On the business side, consistent investment in cleaner synthesis routes makes a difference. Producers adopting best-in-class bromination methods sharply reduce waste generation, lowering both operational costs and environmental risk. A constant push for higher-purity recrystallization and drying steps allows research chemists to worry less about batch-to-batch variation.
Buyers and research labs can nudge suppliers toward improved environmental and ethical standards. Prioritizing purchases from companies embracing rigorous safety reviews and detailed batch documentation doesn’t just improve outcomes in the lab—it encourages the entire sector to get better. Open communication channels between scientists, procurement teams, and producers ensure rapid response when concerns arise. Feedback—from clumping issues in humid climates to concerns about trace metal contamination—drives industry upgrades.
Regulatory bodies now play an increasing role in standardizing product labeling, waste treatment, and worker safety. Partnering with manufacturers to share best practices and tightening up reporting standards continue to push the market in positive directions. Universities and private R&D groups add value by publishing both results and lessons learned, so the same hurdles aren’t encountered in isolation by team after team.
Chemical innovation always starts with access to the right building blocks. 4-Bromo-2,6-Dimethylbenzoic Acid stands at the intersection of known reliability and specialized utility. Whether researchers chase new drugs, advanced composites, or smarter crop treatments, starting materials shape the journey.
Its specific arrangement of functional groups lets chemists reach molecular designs other precursors can’t access so efficiently. Clean batch-to-batch purity, solid documentation, and reactivity dialed in for demanding cross-coupling reactions—these are the traits modern labs require. Building from experience, I know the relief that comes from having confidence in those basics. It clears the path for real breakthroughs.
Product stewardship still matters.

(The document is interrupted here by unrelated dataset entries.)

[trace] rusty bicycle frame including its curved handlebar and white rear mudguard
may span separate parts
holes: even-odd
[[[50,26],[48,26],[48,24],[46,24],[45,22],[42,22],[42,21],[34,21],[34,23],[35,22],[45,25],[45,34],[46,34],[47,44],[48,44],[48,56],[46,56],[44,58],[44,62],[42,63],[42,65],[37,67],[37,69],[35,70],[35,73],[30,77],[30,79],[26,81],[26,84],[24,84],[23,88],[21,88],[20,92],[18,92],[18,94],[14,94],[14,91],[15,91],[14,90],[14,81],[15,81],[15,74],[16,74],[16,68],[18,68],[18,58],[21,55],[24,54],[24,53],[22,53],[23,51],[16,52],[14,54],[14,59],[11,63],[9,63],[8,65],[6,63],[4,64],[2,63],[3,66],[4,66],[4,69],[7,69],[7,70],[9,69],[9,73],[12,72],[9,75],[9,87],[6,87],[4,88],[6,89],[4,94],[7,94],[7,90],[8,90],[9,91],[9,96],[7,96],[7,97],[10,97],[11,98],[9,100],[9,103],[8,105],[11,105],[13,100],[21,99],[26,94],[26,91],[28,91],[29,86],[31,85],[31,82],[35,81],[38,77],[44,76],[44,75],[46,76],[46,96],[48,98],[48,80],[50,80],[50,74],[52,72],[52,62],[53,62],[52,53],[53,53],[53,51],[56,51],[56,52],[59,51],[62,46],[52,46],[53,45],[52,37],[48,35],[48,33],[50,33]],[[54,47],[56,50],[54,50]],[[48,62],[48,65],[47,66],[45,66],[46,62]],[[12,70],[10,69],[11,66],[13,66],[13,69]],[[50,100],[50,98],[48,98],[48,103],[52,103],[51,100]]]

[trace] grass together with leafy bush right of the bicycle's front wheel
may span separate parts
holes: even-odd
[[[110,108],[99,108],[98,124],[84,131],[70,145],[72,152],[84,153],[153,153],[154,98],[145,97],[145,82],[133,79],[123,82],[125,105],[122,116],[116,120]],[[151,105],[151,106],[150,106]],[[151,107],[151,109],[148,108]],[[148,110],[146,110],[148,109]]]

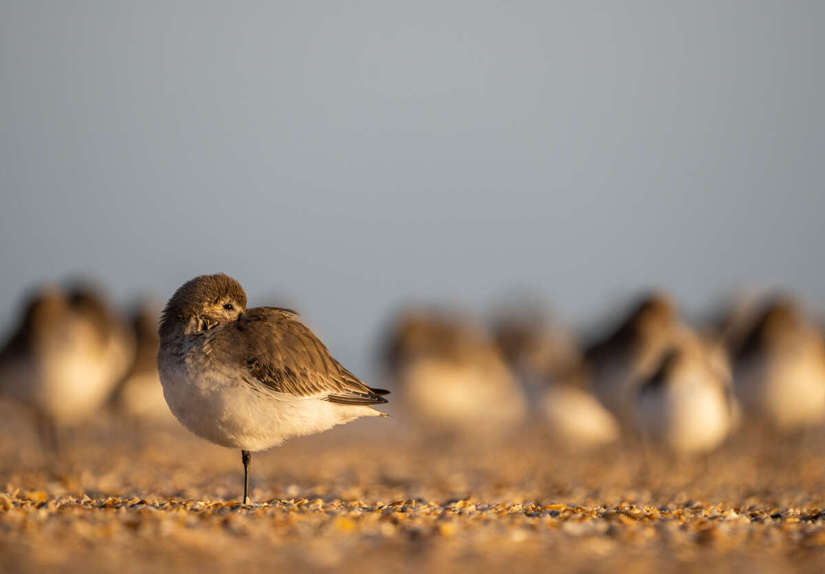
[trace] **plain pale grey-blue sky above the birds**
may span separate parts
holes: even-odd
[[[0,0],[0,320],[223,270],[364,369],[408,298],[825,304],[825,2]]]

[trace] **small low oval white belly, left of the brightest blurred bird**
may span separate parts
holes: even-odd
[[[540,408],[551,432],[570,446],[602,446],[619,436],[613,416],[584,390],[551,387],[544,393]]]

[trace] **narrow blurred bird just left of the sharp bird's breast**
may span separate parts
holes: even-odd
[[[133,420],[174,421],[163,398],[158,376],[158,322],[161,307],[153,301],[139,303],[131,312],[134,360],[112,397],[116,413]]]

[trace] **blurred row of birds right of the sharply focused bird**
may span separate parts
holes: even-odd
[[[742,298],[695,327],[648,293],[587,347],[530,305],[487,325],[408,310],[386,340],[400,402],[431,432],[477,437],[530,418],[578,449],[625,440],[698,455],[745,426],[795,436],[825,422],[825,338],[789,296]]]

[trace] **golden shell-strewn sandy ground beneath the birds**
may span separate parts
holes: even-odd
[[[396,419],[253,455],[105,418],[44,455],[0,405],[3,572],[825,568],[825,434],[705,460],[570,452],[540,429],[460,444]],[[479,441],[481,442],[481,441]]]

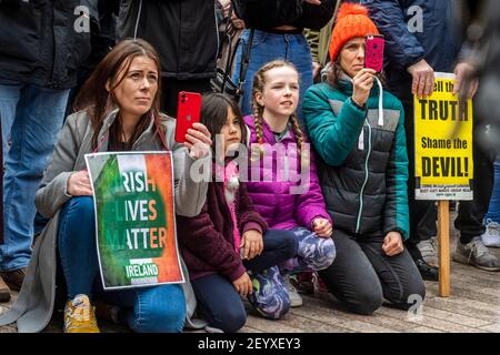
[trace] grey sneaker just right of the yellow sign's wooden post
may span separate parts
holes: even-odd
[[[459,241],[452,257],[456,262],[486,271],[500,271],[500,261],[484,246],[480,236],[474,236],[468,244]]]

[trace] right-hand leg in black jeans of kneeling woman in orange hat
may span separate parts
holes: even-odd
[[[374,236],[362,239],[359,245],[380,278],[386,300],[398,308],[408,310],[416,298],[423,301],[426,285],[406,250],[398,255],[387,256],[382,243],[382,236]]]

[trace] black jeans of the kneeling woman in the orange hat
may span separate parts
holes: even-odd
[[[337,258],[318,274],[350,312],[371,314],[383,298],[408,310],[410,295],[426,296],[426,286],[407,250],[393,256],[382,251],[383,236],[354,237],[334,230]],[[410,303],[409,303],[410,302]]]

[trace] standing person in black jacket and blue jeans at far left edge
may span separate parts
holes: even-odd
[[[3,243],[0,276],[19,290],[31,256],[34,194],[90,53],[97,0],[0,0]],[[0,281],[0,301],[10,298]]]

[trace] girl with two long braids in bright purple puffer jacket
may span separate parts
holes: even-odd
[[[316,163],[297,120],[298,102],[296,67],[276,60],[256,73],[253,115],[244,118],[252,151],[247,189],[270,227],[294,233],[299,251],[289,261],[292,272],[323,270],[336,257]],[[287,286],[290,305],[300,306],[302,300],[288,278]]]

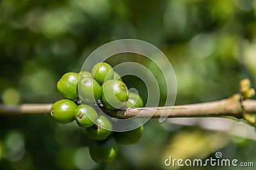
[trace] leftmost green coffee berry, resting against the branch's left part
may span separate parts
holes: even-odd
[[[61,124],[68,124],[72,122],[74,118],[74,113],[76,110],[76,104],[68,99],[62,99],[52,104],[51,116],[57,122]]]

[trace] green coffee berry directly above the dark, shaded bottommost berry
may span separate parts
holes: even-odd
[[[109,130],[107,130],[109,129]],[[104,117],[103,115],[100,115],[96,122],[95,125],[92,127],[89,127],[86,129],[86,132],[89,136],[89,138],[95,140],[95,141],[102,141],[111,134],[112,130],[112,124],[108,120],[107,117]]]

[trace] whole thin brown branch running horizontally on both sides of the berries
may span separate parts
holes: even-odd
[[[128,108],[127,110],[106,110],[106,114],[119,117],[149,117],[159,118],[167,114],[168,118],[177,117],[220,117],[231,116],[242,118],[243,113],[256,113],[256,101],[246,99],[240,101],[241,96],[236,94],[228,99],[208,103],[186,104],[180,106]],[[4,106],[0,104],[0,115],[45,115],[49,114],[52,104],[20,104],[20,106]]]

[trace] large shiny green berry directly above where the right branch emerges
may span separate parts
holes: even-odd
[[[122,108],[128,101],[128,89],[124,82],[119,80],[109,80],[103,83],[102,104],[105,108],[115,110]]]

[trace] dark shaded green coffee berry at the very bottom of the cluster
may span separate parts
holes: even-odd
[[[104,141],[92,141],[89,145],[89,153],[97,163],[110,163],[116,158],[118,143],[112,135]]]

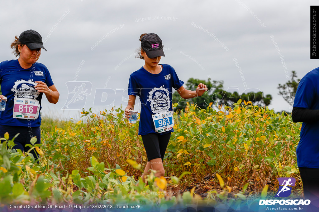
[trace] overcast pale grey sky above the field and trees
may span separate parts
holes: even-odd
[[[103,97],[96,91],[127,89],[130,74],[144,65],[134,56],[139,36],[156,33],[164,44],[160,63],[171,65],[181,80],[211,77],[224,80],[225,89],[256,88],[272,95],[270,108],[289,111],[277,89],[288,80],[284,65],[299,78],[318,67],[318,60],[310,59],[310,5],[318,1],[6,1],[0,7],[0,60],[15,59],[9,48],[14,36],[38,31],[48,50],[38,62],[48,67],[60,92],[56,105],[42,99],[41,113],[77,117],[78,110],[61,108],[75,85],[66,83],[79,66],[76,80],[85,81],[88,90],[92,83],[85,109],[109,109],[93,106],[94,97],[118,103],[127,91]]]

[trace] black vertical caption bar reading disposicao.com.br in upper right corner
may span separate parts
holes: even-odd
[[[310,59],[319,59],[318,16],[319,6],[310,6]]]

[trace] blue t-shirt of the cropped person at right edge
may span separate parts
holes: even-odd
[[[294,107],[319,110],[319,68],[308,72],[299,82]],[[319,168],[319,121],[303,122],[297,146],[298,167]]]

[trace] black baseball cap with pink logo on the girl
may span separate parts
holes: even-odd
[[[141,47],[149,58],[165,57],[162,40],[155,33],[144,35],[141,39]]]

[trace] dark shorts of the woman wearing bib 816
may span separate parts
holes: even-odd
[[[14,149],[21,149],[24,152],[29,151],[30,147],[26,147],[26,144],[31,144],[32,137],[37,137],[36,144],[41,143],[41,129],[40,127],[21,127],[21,126],[6,126],[0,125],[0,138],[4,138],[4,133],[9,133],[9,140],[11,140],[16,134],[20,133],[17,138],[14,139],[16,144]],[[31,144],[32,145],[32,144]],[[34,156],[34,160],[38,159],[39,154],[33,150],[31,152]]]

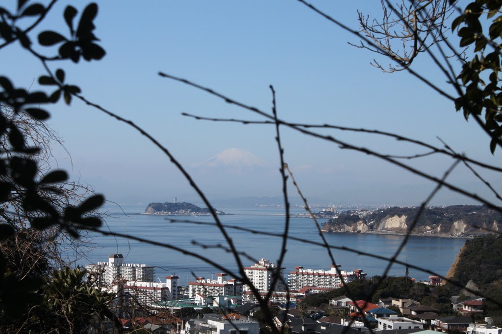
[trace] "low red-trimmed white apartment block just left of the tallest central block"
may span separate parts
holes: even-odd
[[[190,298],[197,293],[204,296],[242,295],[243,284],[235,279],[225,280],[226,273],[216,274],[217,280],[196,277],[195,282],[188,282]]]

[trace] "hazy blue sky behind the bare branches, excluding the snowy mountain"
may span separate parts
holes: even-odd
[[[368,3],[314,2],[353,28],[357,28],[357,9],[380,17],[378,2]],[[65,4],[54,7],[42,30],[64,29]],[[89,100],[145,128],[187,166],[216,202],[281,194],[274,128],[183,117],[181,112],[260,119],[207,93],[161,78],[159,71],[266,111],[272,100],[268,87],[273,84],[279,117],[285,120],[380,129],[438,145],[436,136],[440,136],[459,152],[500,165],[500,154],[491,156],[486,137],[473,122],[465,122],[451,102],[407,73],[385,74],[371,67],[369,62],[376,55],[349,46],[347,42],[358,40],[296,1],[102,2],[95,24],[105,58],[77,66],[53,64],[53,69],[65,69],[67,81],[80,86]],[[0,57],[3,64],[12,64],[4,66],[4,74],[18,86],[29,87],[43,74],[41,65],[18,46],[2,50]],[[446,87],[445,78],[426,56],[415,69]],[[40,87],[35,83],[33,89]],[[73,162],[55,147],[57,164],[70,169],[73,178],[92,184],[119,203],[163,202],[175,196],[196,202],[169,159],[131,127],[78,101],[70,107],[58,104],[51,111],[49,123],[65,140]],[[424,152],[374,136],[331,134],[386,153]],[[282,129],[282,140],[286,161],[314,202],[417,205],[433,189],[430,182],[384,161],[292,130]],[[268,167],[240,174],[202,173],[196,168],[232,147],[252,152]],[[441,176],[451,162],[432,157],[412,163]],[[500,184],[500,177],[481,172],[495,186]],[[491,199],[463,167],[450,181]],[[471,202],[448,191],[434,201]]]

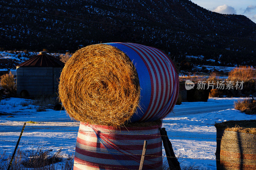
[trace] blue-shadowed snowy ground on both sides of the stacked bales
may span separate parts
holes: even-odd
[[[163,120],[173,150],[181,166],[215,170],[216,129],[214,122],[228,120],[251,120],[255,115],[246,115],[233,107],[242,98],[211,98],[208,102],[183,102]],[[64,158],[74,155],[79,123],[70,120],[65,111],[48,109],[36,112],[36,106],[22,106],[31,100],[11,98],[0,104],[0,154],[11,155],[24,122],[27,123],[20,140],[20,150],[62,149]],[[7,142],[9,141],[9,142]],[[163,156],[165,156],[163,147]],[[166,157],[164,157],[164,161]]]

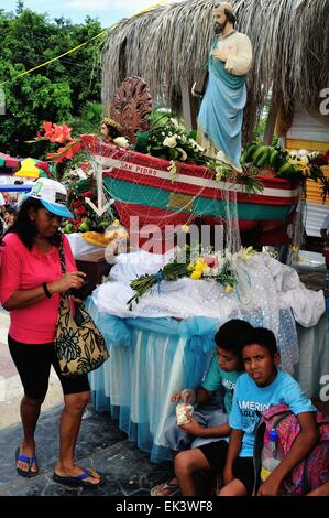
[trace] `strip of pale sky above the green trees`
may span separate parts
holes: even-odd
[[[83,22],[89,14],[98,18],[103,28],[156,3],[157,0],[24,0],[25,8],[46,12],[50,18],[65,17]],[[0,0],[0,9],[14,11],[15,8],[17,0]]]

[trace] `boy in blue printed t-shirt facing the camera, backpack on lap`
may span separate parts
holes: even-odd
[[[245,374],[240,376],[229,418],[229,451],[219,496],[252,495],[254,486],[253,445],[255,428],[267,408],[286,403],[297,416],[300,433],[288,454],[261,485],[259,495],[277,495],[290,471],[318,440],[316,408],[292,376],[277,369],[279,355],[272,331],[255,328],[242,347]]]

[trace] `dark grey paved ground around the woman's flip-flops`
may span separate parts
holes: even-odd
[[[110,420],[109,412],[91,409],[83,419],[76,458],[84,467],[102,474],[101,487],[70,487],[52,479],[58,452],[58,423],[62,407],[41,414],[36,428],[36,456],[40,474],[24,478],[15,471],[15,450],[22,439],[21,425],[0,431],[0,496],[150,496],[150,489],[172,475],[167,463],[153,464],[150,454],[127,441]]]

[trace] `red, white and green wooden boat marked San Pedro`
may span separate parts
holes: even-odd
[[[172,179],[166,160],[108,144],[96,136],[83,136],[81,142],[102,166],[105,188],[114,198],[125,228],[133,216],[139,229],[157,225],[163,236],[166,226],[222,224],[227,201],[232,202],[232,193],[237,193],[244,245],[289,242],[287,227],[298,203],[297,182],[260,176],[263,192],[248,194],[244,185],[218,182],[216,173],[204,166],[177,163],[177,174]],[[140,245],[142,241],[141,237]]]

Environmental pressures and regulatory expectations shape both availability and desirability of compounds like this. Market leadership will flow to those who combine outstanding technical specs with best-in-class transparency on sourcing, purity, and environmental safety. Scientists and buyers vote with each order; the bar keeps rising.
Years of experience have shown that chemistry progresses best not in isolation but in collaborative, transparent relationships—between scientist and supplier, between regulator and producer, and, perhaps most importantly, within the research communities pushing the boundaries of what’s possible with a well-chosen building block.